DIRITTO di CRONACA
Scuola, due retrofront
Al corso militare nelle scuole e all'anagrafe
docent
Flavia Amabile La Stampa,
22.10.2010
Innanzitutto l'anagrafe dei prof. Se ne è parlato molto ma
soltanto da qualche giorno si è capito che i tempi sono un po'
diversi da quanto si immaginava. La norma che prevede la messa in
rete delle conoscenze e delle competenze degli 800 mila docenti
italiani non faceva parte del regolamento licenziato originariamente
dal consiglio dei ministri e su cui il Cnpi, il Consiglio nazionale
della pubblica istruzione, si è espresso, per la seconda volta, la
scorsa settimana. Al ministero si sta cercando una soluzione.
E poi il
caso dei corsi militari in classe. Il progetto non è stato
ancora annullato ma chi doveva occuparsene si è ritirato.
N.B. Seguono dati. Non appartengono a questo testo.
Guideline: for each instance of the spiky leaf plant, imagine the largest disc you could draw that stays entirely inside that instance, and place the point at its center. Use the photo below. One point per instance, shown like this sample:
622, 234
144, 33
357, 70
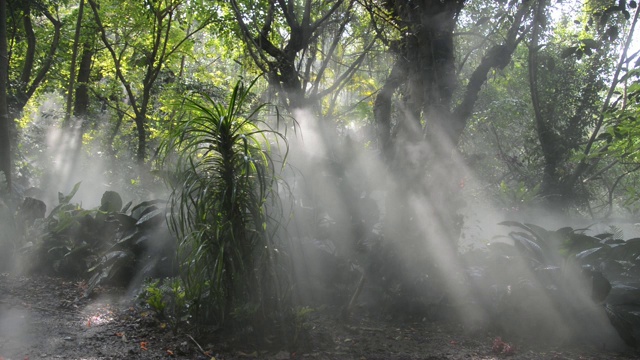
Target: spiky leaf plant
223, 182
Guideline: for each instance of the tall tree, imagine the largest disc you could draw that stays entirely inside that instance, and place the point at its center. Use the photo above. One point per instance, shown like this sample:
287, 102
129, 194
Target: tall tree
145, 40
425, 65
29, 65
5, 143
298, 64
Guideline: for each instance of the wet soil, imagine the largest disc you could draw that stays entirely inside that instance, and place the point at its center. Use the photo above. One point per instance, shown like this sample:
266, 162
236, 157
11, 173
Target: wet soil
48, 318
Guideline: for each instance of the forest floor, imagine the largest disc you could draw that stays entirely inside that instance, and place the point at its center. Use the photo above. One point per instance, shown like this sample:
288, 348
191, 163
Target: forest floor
48, 318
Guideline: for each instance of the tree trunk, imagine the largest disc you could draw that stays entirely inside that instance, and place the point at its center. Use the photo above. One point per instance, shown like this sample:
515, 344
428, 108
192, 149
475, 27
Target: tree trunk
81, 104
5, 143
72, 69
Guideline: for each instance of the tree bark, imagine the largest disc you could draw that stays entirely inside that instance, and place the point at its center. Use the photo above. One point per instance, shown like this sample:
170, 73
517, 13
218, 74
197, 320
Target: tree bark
81, 103
72, 69
5, 143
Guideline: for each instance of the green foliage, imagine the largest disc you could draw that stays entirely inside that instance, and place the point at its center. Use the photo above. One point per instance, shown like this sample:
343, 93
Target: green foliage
223, 188
568, 265
105, 244
167, 297
140, 246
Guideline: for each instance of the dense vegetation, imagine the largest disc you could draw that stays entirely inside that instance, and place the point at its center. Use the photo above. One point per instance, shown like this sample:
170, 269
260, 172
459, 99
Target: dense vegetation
285, 155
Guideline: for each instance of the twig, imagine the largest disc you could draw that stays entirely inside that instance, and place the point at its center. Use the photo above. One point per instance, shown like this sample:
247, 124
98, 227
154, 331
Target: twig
198, 345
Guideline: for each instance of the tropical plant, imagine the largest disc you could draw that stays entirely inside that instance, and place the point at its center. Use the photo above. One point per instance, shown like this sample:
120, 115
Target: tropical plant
168, 299
567, 267
140, 248
223, 193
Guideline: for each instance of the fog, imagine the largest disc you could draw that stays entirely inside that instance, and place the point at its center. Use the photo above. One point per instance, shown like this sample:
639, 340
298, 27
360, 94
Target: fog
415, 234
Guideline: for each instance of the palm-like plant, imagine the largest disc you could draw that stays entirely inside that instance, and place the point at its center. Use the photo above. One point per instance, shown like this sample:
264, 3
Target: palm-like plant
223, 182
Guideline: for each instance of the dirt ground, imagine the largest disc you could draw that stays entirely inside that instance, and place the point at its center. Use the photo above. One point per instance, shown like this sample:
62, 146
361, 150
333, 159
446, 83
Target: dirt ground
47, 318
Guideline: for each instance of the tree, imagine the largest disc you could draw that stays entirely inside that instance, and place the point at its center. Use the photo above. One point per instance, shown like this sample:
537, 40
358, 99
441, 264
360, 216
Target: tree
5, 138
31, 60
132, 47
298, 65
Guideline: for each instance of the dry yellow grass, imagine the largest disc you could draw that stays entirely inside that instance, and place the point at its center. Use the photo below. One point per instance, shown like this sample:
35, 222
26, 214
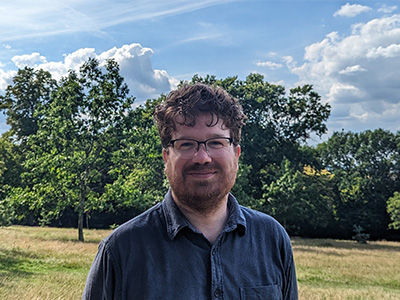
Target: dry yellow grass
41, 263
330, 269
45, 263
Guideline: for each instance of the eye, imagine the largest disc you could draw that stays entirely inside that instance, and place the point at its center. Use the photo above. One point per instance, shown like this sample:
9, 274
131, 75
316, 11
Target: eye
185, 145
216, 143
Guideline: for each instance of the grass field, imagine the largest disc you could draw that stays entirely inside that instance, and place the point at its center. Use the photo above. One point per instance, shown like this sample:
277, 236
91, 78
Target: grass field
48, 263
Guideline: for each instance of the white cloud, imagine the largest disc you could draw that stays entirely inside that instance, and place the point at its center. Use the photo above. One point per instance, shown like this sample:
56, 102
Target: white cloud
358, 74
385, 52
352, 70
387, 9
269, 64
135, 66
30, 60
351, 10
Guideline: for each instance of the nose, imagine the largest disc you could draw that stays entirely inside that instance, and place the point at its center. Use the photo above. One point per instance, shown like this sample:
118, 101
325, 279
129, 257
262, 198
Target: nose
202, 156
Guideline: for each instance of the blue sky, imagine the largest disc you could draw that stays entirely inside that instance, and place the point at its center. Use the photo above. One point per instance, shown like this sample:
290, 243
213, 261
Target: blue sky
349, 51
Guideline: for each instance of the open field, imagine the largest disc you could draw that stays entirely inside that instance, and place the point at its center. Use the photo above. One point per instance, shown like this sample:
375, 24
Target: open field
49, 263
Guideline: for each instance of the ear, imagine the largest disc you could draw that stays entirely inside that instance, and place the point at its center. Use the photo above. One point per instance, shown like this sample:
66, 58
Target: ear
238, 151
165, 155
237, 155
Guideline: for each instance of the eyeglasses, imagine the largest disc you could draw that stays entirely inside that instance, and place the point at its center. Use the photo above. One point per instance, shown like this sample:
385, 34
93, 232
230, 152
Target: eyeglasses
187, 148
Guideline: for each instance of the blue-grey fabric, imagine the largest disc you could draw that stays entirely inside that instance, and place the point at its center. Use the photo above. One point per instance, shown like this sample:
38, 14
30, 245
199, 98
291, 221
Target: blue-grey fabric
159, 255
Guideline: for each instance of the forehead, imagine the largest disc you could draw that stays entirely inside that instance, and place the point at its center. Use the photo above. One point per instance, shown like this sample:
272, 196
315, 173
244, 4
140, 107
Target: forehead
204, 127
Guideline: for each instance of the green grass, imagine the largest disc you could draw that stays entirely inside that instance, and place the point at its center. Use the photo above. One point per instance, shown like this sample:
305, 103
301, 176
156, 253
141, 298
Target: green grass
49, 263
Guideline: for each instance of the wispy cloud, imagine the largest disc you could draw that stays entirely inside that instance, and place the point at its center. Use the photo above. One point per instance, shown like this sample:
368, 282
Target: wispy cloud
21, 19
Troppe le
proteste contro il protocollo "Allenati alla vita" firmato dalla
direzione scolastica della Lombardia e il Comando regionale dell’
Esercito per coinvolgere gli studenti di 140 istituti superiori
della Lombardia in corsi che comprendono materie che vanno da
cultura militare a esercizi ginnici, fino a corsi di sopravvivenza.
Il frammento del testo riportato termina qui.